In 2012, Turkey’s stock market (as measured by the Istanbul Stock Exchange National 100 Index) rose more than 50%1, posting one of the strongest performances of any global equity market last year. However, recent news of protests sweeping the nation has started scaring off some investors, at least in the short term. We consider turmoil to often be a natural part of change and development, and these short-term political disturbances likely won’t be the last. What we try to remind investors is the importance of remaining focused on the long-term opportunity in Turkey and not be spooked by short term issues. I’ve invited my colleague Carlos von Hardenberg, Managing Director, Turkey, based in Istanbul, to share some local insight.
Carlos von Hardenberg, Managing Director, Turkey
In Turkey, what began as peaceful protests against the government’s plans to redevelop Gezi Park in Taksim Square turned into riots met by police with tear gas and water cannons, creating public uproar. This unfortunate disturbance has spread beyond the issue of the park and into political discourse, as there is a fundamental political conflict in Turkey between those who want a secular state and those who prefer an Islamic-based government. The resulting turbulence is likely to continue in the short term. While many have been quick to criticize the government, there is a large part of the population that supports Prime Minister Recep Tayyip Erdogan, who seems to now be making efforts to calm the situation by agreeing to hold discussions with protest organizers after tensions began to escalate.
The geopolitical uncertainty has caused a sharp decline in Turkish equities in recent weeks, unraveling what had been a positive start to the year. However, from a long-term point of view we remain positive on Turkey, which outperformed other emerging markets generally last year.2 Of course, past performance does not guarantee future results.
We are bullish on Turkey for a few reasons. From an economic and investment standpoint, we think the track record of the government has been outstanding, with policies conducive to attracting foreign investment there. The government has privatized public assets, and has been investing in infrastructure. Its plans include high-speed rail, a third bridge over the Bosphorus, tunnels, as well as plans to build what could be the largest airport in the world. Currently, investment sentiment in this regard remains positive.
Turkey also boasts positive fundamentals. Its GDP has increased dramatically since 2002, and its banks are generally very well capitalized and more stable than in most parts of the world, including much of Europe. Interest rates are low compared with many other emerging markets. Turkey’s central bank cut its key interest rates by 50 basis points (0.5%) in May. The one-week repurchase lending rate was reduced to a record low of 4.5%, while the overnight lending and borrowing interest rates were cut to 6.5% and 3.5%, respectively.

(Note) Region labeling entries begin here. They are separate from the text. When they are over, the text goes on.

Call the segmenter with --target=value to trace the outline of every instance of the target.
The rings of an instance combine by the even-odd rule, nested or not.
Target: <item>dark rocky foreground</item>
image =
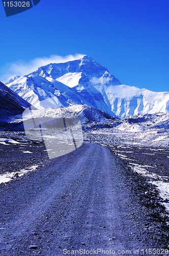
[[[156,172],[166,175],[166,150],[155,157],[143,154],[150,149],[84,143],[49,160],[42,143],[22,141],[22,133],[6,135],[33,154],[23,153],[20,144],[0,144],[2,173],[39,167],[0,184],[0,255],[169,254],[167,212],[158,190],[120,156],[158,163]]]

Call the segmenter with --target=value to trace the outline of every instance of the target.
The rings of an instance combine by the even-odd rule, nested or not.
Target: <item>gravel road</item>
[[[149,209],[130,179],[107,147],[83,143],[1,184],[0,255],[147,255],[149,249],[164,250],[160,238],[153,239],[153,224],[148,228]]]

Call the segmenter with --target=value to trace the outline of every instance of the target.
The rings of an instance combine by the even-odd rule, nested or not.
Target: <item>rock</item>
[[[38,249],[38,246],[37,245],[35,245],[35,244],[34,244],[34,245],[30,245],[29,248],[30,249]]]

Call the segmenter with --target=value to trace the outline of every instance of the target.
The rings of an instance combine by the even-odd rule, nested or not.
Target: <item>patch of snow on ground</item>
[[[11,142],[11,143],[13,144],[20,144],[20,142],[18,142],[18,141],[16,141],[15,140],[11,139],[7,139],[5,138],[2,138],[0,139],[0,141],[2,142]],[[4,144],[3,143],[1,143],[1,144]],[[6,144],[6,143],[5,143]]]
[[[160,196],[164,200],[166,199],[169,201],[169,183],[167,182],[168,180],[166,179],[167,176],[161,176],[156,174],[150,174],[146,168],[145,165],[133,165],[132,163],[129,163],[130,166],[134,172],[136,172],[143,176],[148,177],[151,178],[150,183],[155,185],[159,191]],[[152,166],[151,166],[152,167]],[[163,203],[166,210],[169,213],[169,203]]]
[[[1,174],[0,184],[10,181],[12,179],[14,175],[15,175],[16,173],[18,174],[19,177],[20,177],[23,175],[23,174],[27,173],[27,172],[32,172],[33,170],[35,170],[38,167],[38,165],[32,165],[32,166],[26,168],[26,169],[21,169],[18,172],[13,172],[12,173],[6,173],[5,174]]]

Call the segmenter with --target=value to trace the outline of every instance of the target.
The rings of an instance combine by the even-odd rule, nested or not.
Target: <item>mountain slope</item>
[[[40,109],[86,104],[121,118],[169,111],[169,93],[121,84],[88,56],[41,67],[27,76],[12,78],[7,85]],[[47,99],[48,105],[41,105]]]
[[[0,114],[13,116],[21,113],[31,104],[0,82]]]

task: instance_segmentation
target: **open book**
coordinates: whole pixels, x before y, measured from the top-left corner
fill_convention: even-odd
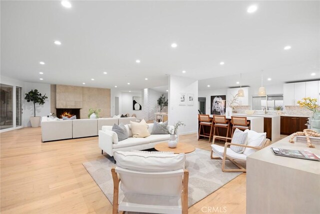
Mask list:
[[[320,161],[320,158],[309,151],[276,147],[271,147],[271,149],[276,155]]]

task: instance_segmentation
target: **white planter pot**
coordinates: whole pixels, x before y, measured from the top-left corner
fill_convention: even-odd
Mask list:
[[[30,117],[30,122],[31,122],[31,127],[32,128],[38,127],[40,125],[40,120],[41,117]]]
[[[170,135],[170,139],[168,143],[168,146],[170,148],[176,148],[178,142],[176,140],[176,135],[174,134]]]
[[[96,114],[95,113],[92,113],[91,115],[90,115],[90,119],[96,119]]]

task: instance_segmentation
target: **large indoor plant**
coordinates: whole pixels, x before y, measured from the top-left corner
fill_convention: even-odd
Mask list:
[[[164,94],[162,94],[156,101],[156,103],[160,107],[160,112],[162,112],[163,108],[168,106],[168,99],[166,99]]]
[[[312,119],[310,120],[311,129],[320,133],[320,110],[316,103],[316,99],[310,97],[304,97],[302,98],[302,101],[298,101],[298,104],[300,107],[306,108],[314,112]]]
[[[34,116],[30,117],[32,127],[38,127],[40,125],[40,116],[36,116],[36,104],[38,103],[39,105],[44,105],[44,100],[48,98],[48,97],[46,96],[46,94],[42,96],[37,89],[32,90],[28,94],[26,94],[24,99],[26,100],[26,102],[28,103],[32,102],[34,103]]]

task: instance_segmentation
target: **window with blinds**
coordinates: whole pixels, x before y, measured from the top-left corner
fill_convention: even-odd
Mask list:
[[[22,126],[22,88],[16,87],[16,126]]]

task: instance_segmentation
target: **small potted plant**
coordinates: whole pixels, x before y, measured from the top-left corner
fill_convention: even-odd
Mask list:
[[[174,124],[174,128],[168,129],[167,127],[164,127],[164,126],[160,125],[160,127],[162,128],[162,129],[167,133],[170,135],[170,139],[169,140],[169,142],[168,142],[168,146],[170,148],[176,148],[178,143],[176,142],[176,131],[178,130],[178,128],[180,126],[185,126],[186,124],[184,124],[182,122],[180,121],[178,121]]]
[[[162,94],[156,101],[156,103],[160,107],[160,112],[162,112],[162,109],[168,106],[168,99],[166,99],[164,94]]]
[[[26,100],[26,102],[32,102],[34,103],[34,116],[30,117],[30,122],[31,122],[31,127],[33,128],[38,127],[40,125],[40,116],[36,116],[36,104],[38,103],[39,105],[44,105],[44,100],[48,99],[48,97],[46,96],[46,94],[42,96],[40,93],[37,89],[34,90],[32,90],[28,94],[26,94],[24,99]]]
[[[99,112],[101,111],[101,109],[94,109],[90,108],[89,109],[89,113],[88,117],[90,119],[96,119],[99,117]]]

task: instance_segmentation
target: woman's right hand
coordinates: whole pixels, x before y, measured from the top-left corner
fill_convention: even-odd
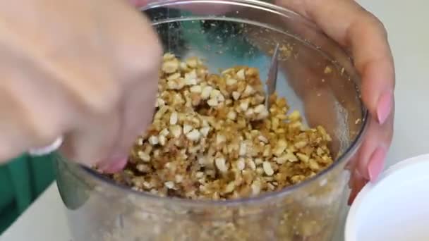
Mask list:
[[[68,158],[125,165],[155,106],[149,20],[126,1],[2,1],[0,35],[0,162],[64,136]]]

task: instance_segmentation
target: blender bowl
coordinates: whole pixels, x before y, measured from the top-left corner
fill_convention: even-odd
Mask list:
[[[351,59],[298,14],[250,0],[173,0],[142,9],[164,51],[267,75],[280,44],[277,92],[306,123],[332,137],[334,163],[278,192],[227,201],[167,198],[134,191],[57,155],[57,184],[75,240],[330,240],[341,219],[349,163],[368,112]]]

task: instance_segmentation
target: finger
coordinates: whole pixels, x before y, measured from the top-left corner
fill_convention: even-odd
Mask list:
[[[368,180],[365,179],[358,172],[355,171],[351,175],[351,192],[349,197],[348,204],[351,205],[359,192],[368,183]]]
[[[374,182],[385,166],[387,152],[390,147],[393,135],[393,116],[380,125],[371,119],[368,133],[361,149],[357,171],[367,180]]]
[[[279,2],[310,18],[327,35],[350,48],[362,77],[363,101],[377,121],[384,123],[393,106],[394,70],[386,30],[380,20],[350,0]]]

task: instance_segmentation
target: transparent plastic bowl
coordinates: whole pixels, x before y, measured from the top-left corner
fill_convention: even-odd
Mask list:
[[[191,11],[189,11],[191,10]],[[335,162],[298,185],[252,198],[162,198],[114,183],[58,156],[58,187],[75,240],[330,240],[366,129],[360,80],[346,53],[316,26],[274,5],[245,0],[162,1],[143,11],[166,51],[203,58],[210,70],[246,65],[262,79],[279,43],[277,90],[309,126],[323,125]]]

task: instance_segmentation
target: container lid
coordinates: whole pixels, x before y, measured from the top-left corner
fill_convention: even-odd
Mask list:
[[[346,241],[429,240],[429,154],[401,161],[366,185],[344,233]]]

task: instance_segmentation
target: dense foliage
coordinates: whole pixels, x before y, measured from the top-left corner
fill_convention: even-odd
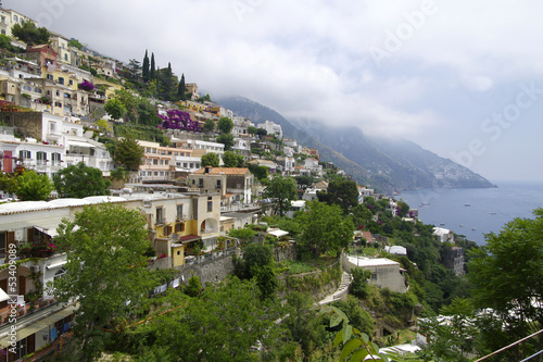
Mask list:
[[[53,183],[59,196],[64,198],[110,195],[108,187],[111,183],[103,178],[102,172],[83,162],[59,171]]]

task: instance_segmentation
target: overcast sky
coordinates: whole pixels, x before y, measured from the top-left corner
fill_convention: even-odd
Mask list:
[[[543,180],[543,2],[3,0],[213,97],[405,138],[482,176]]]

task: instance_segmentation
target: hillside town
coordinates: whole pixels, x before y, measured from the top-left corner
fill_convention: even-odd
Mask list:
[[[370,338],[382,341],[379,347],[415,353],[431,335],[428,326],[419,328],[417,316],[431,316],[445,300],[463,296],[465,248],[473,245],[454,230],[424,225],[418,210],[402,200],[358,185],[319,150],[283,135],[281,125],[235,114],[200,93],[197,83],[174,75],[169,64],[155,68],[154,54],[144,49],[141,62],[123,62],[51,30],[43,43],[25,42],[14,28],[37,29],[36,21],[8,9],[0,9],[0,361],[52,358],[73,338],[85,298],[63,298],[62,283],[56,283],[77,260],[66,240],[85,229],[79,217],[91,208],[102,208],[97,210],[104,215],[113,212],[104,216],[104,229],[115,213],[121,220],[122,209],[141,216],[143,270],[169,273],[143,287],[149,298],[169,298],[168,290],[185,290],[195,277],[200,296],[206,285],[238,275],[237,260],[251,244],[270,246],[277,263],[332,255],[326,267],[338,274],[315,302],[346,304],[349,290],[359,280],[387,290],[396,304],[403,300],[394,319],[376,312],[369,305],[376,301],[355,304],[372,310],[368,316],[378,322],[369,328]],[[7,186],[30,173],[36,177],[31,185],[41,185],[38,177],[45,176],[50,189],[28,186],[25,194],[17,189],[23,178],[11,189]],[[47,195],[28,197],[40,187]],[[291,188],[293,195],[287,196]],[[315,204],[320,203],[333,209],[321,210],[329,221],[324,228],[341,224],[349,229],[334,234],[339,244],[327,249],[311,242],[325,236],[306,236],[303,222],[293,226],[298,220],[306,225],[316,221]],[[341,217],[332,222],[336,212]],[[351,226],[343,225],[345,220]],[[123,249],[110,251],[116,248]],[[424,274],[431,273],[431,283],[422,286]],[[455,284],[445,290],[452,279]],[[356,296],[367,297],[370,291],[365,290]],[[434,299],[422,302],[430,295]],[[136,297],[124,302],[126,308],[136,304]],[[431,309],[433,314],[421,313]],[[105,324],[98,327],[108,330]],[[401,340],[400,329],[409,330],[411,338]],[[265,344],[262,338],[248,349]]]

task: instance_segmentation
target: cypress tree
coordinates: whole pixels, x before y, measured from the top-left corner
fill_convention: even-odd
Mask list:
[[[185,100],[185,73],[181,74],[181,80],[179,80],[179,85],[177,86],[177,96]]]
[[[146,57],[143,57],[143,63],[141,65],[141,77],[143,78],[143,82],[149,82],[149,57],[147,54],[147,49]]]
[[[149,68],[149,79],[153,80],[156,76],[154,74],[154,53],[151,53],[151,67]]]

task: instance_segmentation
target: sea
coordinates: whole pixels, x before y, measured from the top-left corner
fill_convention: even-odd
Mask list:
[[[543,208],[543,182],[496,182],[497,188],[433,188],[402,191],[394,196],[412,209],[418,219],[464,235],[482,246],[485,234],[500,233],[516,217],[533,219],[532,211]]]

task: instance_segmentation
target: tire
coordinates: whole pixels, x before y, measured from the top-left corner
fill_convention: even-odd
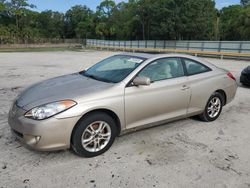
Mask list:
[[[216,102],[218,103],[217,105]],[[204,112],[199,115],[199,118],[206,122],[215,121],[220,116],[224,104],[224,96],[218,92],[213,93],[208,99]]]
[[[105,113],[91,113],[78,122],[71,136],[71,147],[81,157],[95,157],[106,152],[117,136],[112,117]]]

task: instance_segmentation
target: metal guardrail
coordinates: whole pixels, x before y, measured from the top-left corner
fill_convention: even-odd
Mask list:
[[[87,39],[98,49],[154,53],[187,53],[196,56],[250,59],[250,41],[111,41]]]

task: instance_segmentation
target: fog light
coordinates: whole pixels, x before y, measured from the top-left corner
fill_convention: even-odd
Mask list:
[[[40,141],[41,136],[24,135],[24,139],[28,145],[36,145]]]

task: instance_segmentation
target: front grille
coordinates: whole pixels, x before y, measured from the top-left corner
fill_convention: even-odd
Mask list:
[[[23,134],[22,134],[22,133],[20,133],[20,132],[14,130],[14,129],[12,129],[12,131],[13,131],[13,133],[14,133],[15,135],[17,135],[18,137],[23,138]]]

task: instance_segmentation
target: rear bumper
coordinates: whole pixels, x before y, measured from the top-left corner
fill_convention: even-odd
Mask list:
[[[24,111],[17,108],[15,113],[12,110],[9,112],[8,118],[12,133],[22,143],[40,151],[70,147],[71,133],[80,117],[37,121],[26,118],[23,114]]]

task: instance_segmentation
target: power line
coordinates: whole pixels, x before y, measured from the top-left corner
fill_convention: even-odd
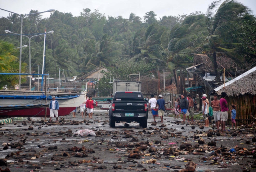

In addition, Turkey has developed into a very important trading partner with the EU and established a very competitive export industry that has seen vibrant growth in the past 10 years.
This year, Moody’s Investors Service became the second international ratings agency to upgrade Turkey’s credit rating to investment grade. Moody’s raised the country’s sovereign bond ratings by one level to Baa3 from Ba1, with a stable outlook. The agency cited “recent and expected future improvements in key economic and public finance metrics” and “progress on structural and institutional reforms that Moody’s expects will reduce existing vulnerabilities to shocks to international capital flows over time” as reasons for the upgrade. The recent civil disturbances in the country could undermine its economic outlook, however.
Turkey’s central bank has been able to manage the currency. Inflation has come down significantly, from as high as 120% in 1994, (as measured by the consumer price index on a year-over-year basis), to just over 6% in 2012.
Despite all of this, it is now important for the Turkish government and the prime minister to show that they are the leaders of all of Turkey to help the country return to a normal state. In our view, this can only be done by policies that support democratic principles such as freedom of speech, a free press and less government interference in the private lives of Turks. The EU accession process must continue and further reforms conducted.
Very often, we see the market over-reacting in situations such as the one we are in right now. So, as value investors, we are looking for opportunities to buy stocks where we see bargains. Some investors have reacted strongly to the unrest in Turkey, and certainly it’s not something to take lightly. But we don’t believe the current turmoil will derail the country and it hasn’t completely derailed businesses, which continue to operate there.
Of course, periods of volatility are to be expected not only in emerging markets, but all equity markets, and at times corrections can be healthy. It’s difficult to time it, but as far as Turkey is concerned, we are looking for potential buying opportunities there. Unless the situation dramatically worsens, we remain confident Turkey’s government will recognize the public’s right to be heard and continue on its path toward economic progress and growth.
1. Source: Bloomberg LP. Borsa Instanbul Stock Exchange National 100 Index, priced in local currency. Past performance is not indicative of future results. Indexes are unmanaged and one cannot directly invest in an index.
2. Source: MSCI Indexes. All MSCI data is provided “as is.” MSCI makes no express or implied warranties or representations and shall have no liability whatsoever with respect to any MSCI data contained herein. The MSCI data may not be further redistributed or used as a basis for other indices or any securities or financial products. This report is not approved, reviewed or produced by MSCI. Past performance is not indicative of future results. Indexes are unmanaged. One cannot directly invest in an index.